Zwar räumte der Profi eine „unterirdische Hinrunde” der Sachsen ein, doch was jetzt passiere, „das ist einfach eine Wettbewerbsverzerrung von ganz besonderem Ausmaß”. Er glaube, dass die Dresdner das einzige Team in Deutschland und wahrscheinlich auch Europa waren, das vor der Wiederaufnahme der Saison in Heim-Quarantäne war - „also nicht in der Lage waren zu laufen, nur Fahrrad gefahren sind und dadurch die körperlichen Voraussetzungen auch noch mal ganz andere waren.”
Bei RB Leipzig waren in Marcel Sabitzer ein Profi und ein Physiotherapeut positiv auf das Corona-Virus getestet worden. Beide hatten 14 Tage daheim in Quarantäne verbringen müssen. Emil Forsberg hatte wegen einer eitrigen Angina die Team-Isolation am Cottaweg vor dem Restart verpasst.
Dynamo-Trainer Kauczinski: „Spielplan für uns schwerer als für andere”

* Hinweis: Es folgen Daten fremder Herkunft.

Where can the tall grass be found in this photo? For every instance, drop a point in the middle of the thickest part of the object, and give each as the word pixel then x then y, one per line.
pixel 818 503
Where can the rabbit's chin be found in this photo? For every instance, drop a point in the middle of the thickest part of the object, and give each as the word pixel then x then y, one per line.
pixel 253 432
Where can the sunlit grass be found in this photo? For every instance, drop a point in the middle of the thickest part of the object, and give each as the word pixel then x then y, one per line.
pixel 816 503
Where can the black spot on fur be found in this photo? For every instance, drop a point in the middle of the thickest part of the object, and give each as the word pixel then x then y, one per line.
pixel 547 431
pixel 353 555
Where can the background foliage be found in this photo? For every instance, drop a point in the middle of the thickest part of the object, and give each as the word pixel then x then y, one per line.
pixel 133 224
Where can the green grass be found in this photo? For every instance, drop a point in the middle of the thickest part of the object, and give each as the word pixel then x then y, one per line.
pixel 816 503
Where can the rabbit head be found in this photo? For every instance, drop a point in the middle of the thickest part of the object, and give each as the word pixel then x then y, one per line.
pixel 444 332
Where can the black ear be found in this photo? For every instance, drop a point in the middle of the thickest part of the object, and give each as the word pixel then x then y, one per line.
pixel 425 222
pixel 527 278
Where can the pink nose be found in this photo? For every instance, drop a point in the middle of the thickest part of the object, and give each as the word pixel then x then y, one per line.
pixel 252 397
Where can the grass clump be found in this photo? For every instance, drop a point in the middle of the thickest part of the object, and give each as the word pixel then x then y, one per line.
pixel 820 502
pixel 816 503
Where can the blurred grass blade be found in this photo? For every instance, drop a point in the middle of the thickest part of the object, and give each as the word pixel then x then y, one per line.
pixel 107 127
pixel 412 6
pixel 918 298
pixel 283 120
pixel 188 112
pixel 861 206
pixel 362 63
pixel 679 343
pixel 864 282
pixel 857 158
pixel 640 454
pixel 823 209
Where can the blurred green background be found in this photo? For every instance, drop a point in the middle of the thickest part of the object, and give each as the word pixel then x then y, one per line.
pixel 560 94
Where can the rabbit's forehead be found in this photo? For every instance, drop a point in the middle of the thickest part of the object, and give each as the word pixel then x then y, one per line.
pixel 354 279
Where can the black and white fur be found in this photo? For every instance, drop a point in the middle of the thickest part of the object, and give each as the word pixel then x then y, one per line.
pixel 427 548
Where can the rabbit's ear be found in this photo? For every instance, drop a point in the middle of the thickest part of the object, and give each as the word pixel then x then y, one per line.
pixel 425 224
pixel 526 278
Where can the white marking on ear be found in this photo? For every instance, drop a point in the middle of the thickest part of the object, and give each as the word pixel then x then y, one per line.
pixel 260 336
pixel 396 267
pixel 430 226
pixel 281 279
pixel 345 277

Löwes Tenor folgte auch Markus Kauczinski. „Auch ich habe daran zu knabbern. Der Spielplan ist für uns schwerer als für andere.” Er sei „vielleicht altmodisch, aber Wettkampf und Chancengleichheit sind für mich das A und O, weil ich mich mit dem, was ich trainiere, auch vergleichen will”, betonte der Dynamo-Trainer.

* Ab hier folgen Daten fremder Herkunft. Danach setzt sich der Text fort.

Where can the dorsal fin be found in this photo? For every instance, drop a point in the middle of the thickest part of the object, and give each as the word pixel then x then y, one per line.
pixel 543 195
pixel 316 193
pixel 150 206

Der Zweitliga-Tabellenletzte hat nach der dritten Niederlage in Serie kaum noch Chancen auf den Klassenverbleib. Am Sonntag (15.30 Uhr/Sky) muss der Klub beim SV Sandhausen ran. Dort braucht Dresden dringend einen Sieg sowie Patzer der Konkurrenten Wehen Wiesbaden und Karlsruher SC, sonst ist der dritte Zweitliga-Abstieg der Vereinsgeschichte besiegelt. „Wir wissen noch nicht, wo wir in zwei Tagen die Kraft hernehmen sollen, um wieder aufzustehen”, sagte Kauczinski, versprach aber: „Wir werden wieder aufstehen, und wir werden uns dagegenstemmen und kämpfen.”
Übervoller Kalender: Spieler-Gewerkschaft fordert mehr Schutz
Die Fußballspieler-Gewerkschaft FIFPro hat unterdessen davor gewarnt, die Gesundheit der Profis aus dem Blick zu verlieren. Ein großer Teil der Profifußballer sei bereits vor der Corona-Pandemie überbeansprucht gewesen - durch „fehlende Erholungszeit zwischen den Spielen und unzureichende mentale und physische Ruhe zwischen den Saisons”, heißt es in einer Mitteilung vom Freitag. „Nun sehen wir seit dem Neustart einen ersten Anstieg an Verletzungen aufgrund von unzureichender Vorbereitungszeit und überfüllten Spielplänen.”
„Die Antwort muss besserer und innovativerer Schutz für die Spielergesundheit sein und nicht eine Aushöhlung der wenigen bestehenden Systeme”, kritisiert FIFPro. Die Gewerkschaft fordert unter anderem eine fünf- bis sechswöchige Pause zwischen den Saisons.